Eight civil servants who had some involvement with the RHI scheme have applied to be given additional rights at the public inquiry but had their requests rejected, it has emerged.
Speaking at yesterday’s preliminary hearing of the inquiry, chairman Sir Patrick Coghlin revealed that the inquiry had recently received the request “from a number of civil servants who played important roles in relation to the scheme at various points in time”.
The civil servants had made applications to be designated as ‘core participants’, a categorisation which provides the right to apply for legal representation and participatory rights during hearings.
Just three ‘core participants’ have been designated by Sir Patrick – the Department for the Economy, the Department of Finance and Ofgem.

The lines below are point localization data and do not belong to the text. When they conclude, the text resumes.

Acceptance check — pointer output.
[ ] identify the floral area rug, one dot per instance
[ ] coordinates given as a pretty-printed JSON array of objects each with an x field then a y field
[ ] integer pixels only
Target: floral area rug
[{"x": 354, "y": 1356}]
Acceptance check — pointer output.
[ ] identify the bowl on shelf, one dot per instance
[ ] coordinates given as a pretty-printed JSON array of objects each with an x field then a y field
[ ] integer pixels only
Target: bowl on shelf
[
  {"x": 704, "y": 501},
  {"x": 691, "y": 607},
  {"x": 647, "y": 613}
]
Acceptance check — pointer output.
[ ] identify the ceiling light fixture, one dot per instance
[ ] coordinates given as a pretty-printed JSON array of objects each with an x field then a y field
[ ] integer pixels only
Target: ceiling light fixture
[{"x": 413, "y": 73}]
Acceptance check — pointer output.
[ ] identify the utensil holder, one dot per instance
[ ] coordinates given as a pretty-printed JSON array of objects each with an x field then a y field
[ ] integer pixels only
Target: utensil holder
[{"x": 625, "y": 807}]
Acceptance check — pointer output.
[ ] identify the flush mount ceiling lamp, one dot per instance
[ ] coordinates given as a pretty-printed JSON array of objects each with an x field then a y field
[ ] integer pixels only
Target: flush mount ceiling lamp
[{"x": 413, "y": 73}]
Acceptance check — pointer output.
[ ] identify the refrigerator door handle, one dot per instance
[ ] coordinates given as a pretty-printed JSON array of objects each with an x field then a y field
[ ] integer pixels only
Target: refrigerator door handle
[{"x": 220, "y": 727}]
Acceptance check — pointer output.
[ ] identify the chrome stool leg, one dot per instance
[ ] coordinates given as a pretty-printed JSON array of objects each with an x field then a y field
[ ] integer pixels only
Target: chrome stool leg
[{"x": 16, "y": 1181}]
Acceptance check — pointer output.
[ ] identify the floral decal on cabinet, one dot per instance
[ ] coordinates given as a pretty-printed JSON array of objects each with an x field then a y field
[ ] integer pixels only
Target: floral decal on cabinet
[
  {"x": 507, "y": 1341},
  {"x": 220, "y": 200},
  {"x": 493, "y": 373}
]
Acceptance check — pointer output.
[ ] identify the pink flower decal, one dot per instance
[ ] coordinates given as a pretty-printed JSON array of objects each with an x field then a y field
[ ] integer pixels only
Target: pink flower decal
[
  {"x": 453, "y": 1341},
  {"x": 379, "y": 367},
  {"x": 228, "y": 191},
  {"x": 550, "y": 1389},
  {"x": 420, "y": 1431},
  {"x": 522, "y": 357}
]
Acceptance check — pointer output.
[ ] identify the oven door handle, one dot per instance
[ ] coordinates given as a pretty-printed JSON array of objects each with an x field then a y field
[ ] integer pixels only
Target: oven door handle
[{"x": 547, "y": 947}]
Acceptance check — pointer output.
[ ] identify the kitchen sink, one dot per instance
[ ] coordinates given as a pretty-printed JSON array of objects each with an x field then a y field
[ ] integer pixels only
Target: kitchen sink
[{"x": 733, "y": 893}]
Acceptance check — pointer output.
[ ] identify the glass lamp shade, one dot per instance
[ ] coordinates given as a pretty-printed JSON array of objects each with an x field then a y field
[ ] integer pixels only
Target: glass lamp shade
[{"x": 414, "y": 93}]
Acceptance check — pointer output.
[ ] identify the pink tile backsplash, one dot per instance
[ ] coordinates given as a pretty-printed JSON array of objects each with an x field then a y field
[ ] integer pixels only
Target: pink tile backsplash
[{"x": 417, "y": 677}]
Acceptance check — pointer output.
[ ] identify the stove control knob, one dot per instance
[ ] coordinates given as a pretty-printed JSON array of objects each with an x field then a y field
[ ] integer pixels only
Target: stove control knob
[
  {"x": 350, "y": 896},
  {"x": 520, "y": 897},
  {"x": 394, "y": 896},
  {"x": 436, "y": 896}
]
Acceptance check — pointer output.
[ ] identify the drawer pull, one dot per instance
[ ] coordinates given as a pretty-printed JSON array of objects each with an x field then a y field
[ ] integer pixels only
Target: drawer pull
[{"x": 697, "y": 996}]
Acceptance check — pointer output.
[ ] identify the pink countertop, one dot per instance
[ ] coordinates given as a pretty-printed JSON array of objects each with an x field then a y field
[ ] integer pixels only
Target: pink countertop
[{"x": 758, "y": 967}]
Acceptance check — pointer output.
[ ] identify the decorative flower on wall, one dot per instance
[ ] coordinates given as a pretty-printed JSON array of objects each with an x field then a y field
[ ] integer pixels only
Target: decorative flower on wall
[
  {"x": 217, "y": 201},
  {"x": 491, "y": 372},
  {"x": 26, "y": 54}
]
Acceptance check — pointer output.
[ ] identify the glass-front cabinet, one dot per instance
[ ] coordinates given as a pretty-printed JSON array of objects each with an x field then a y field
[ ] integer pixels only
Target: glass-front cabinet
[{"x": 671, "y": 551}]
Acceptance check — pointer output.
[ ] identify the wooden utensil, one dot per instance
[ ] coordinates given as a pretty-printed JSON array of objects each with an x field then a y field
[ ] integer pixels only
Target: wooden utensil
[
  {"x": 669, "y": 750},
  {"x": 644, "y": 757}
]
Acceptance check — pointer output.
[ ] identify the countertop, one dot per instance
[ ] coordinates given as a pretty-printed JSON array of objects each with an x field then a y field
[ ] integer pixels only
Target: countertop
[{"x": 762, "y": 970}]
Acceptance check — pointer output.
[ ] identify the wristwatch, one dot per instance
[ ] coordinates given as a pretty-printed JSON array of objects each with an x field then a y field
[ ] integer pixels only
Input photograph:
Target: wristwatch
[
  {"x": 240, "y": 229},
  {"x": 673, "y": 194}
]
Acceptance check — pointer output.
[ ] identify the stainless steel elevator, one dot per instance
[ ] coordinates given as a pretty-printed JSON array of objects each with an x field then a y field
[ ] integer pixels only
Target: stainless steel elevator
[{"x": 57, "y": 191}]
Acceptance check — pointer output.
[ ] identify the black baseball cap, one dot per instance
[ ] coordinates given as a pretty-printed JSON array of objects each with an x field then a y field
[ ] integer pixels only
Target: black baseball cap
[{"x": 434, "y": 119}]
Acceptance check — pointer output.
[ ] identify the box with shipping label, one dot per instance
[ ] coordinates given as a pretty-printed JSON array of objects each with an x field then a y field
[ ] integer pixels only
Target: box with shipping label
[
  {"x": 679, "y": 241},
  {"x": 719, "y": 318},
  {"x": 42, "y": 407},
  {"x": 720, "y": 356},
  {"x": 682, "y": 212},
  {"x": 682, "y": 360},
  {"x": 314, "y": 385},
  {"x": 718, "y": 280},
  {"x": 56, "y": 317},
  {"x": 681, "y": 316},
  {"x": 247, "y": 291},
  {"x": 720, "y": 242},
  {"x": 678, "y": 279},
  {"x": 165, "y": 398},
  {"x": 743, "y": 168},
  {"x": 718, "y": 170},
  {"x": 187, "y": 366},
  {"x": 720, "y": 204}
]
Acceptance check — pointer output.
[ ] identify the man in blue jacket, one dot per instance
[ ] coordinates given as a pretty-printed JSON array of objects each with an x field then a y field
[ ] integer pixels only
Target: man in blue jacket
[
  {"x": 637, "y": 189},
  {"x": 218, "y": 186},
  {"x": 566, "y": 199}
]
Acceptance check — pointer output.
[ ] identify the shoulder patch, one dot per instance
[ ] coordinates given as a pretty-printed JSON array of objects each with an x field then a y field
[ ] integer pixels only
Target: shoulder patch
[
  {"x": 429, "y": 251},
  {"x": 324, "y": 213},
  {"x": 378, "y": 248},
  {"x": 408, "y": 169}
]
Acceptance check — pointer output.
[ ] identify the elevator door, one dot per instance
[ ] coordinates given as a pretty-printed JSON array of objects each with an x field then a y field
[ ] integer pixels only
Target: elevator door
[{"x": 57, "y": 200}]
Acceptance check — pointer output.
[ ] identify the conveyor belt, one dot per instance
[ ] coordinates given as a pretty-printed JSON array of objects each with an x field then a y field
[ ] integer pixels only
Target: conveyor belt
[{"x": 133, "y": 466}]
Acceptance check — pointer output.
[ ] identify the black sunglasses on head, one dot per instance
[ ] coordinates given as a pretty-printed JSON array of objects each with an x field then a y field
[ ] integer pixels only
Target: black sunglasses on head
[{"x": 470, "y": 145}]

Sir Patrick said that he had decided that giving that status to civil servants was “not necessary or appropriate”.
In a determination published on the inquiry website, Sir Patrick named the civil servants as Fiona Hepper, Joanne McCutcheon, Alison Clydesdale, Peter Hutchinson, David Thomson, who he were described as ‘team one’, and three other officials in ‘team two’, Chris Stewart, Stuart Wightman and Seamus Hughes.
Sir Patrick said that all of those individuals were among the 23 people to whom he had given ‘enhanced participatory rights’ which he said also included the consultants who advised on the scheme design (Cambridge Economic Policy Associates) the two ministers responsible for the Department of Enterprise, Trade and Investment during the key periods and a number of DUP special advisers (Spads).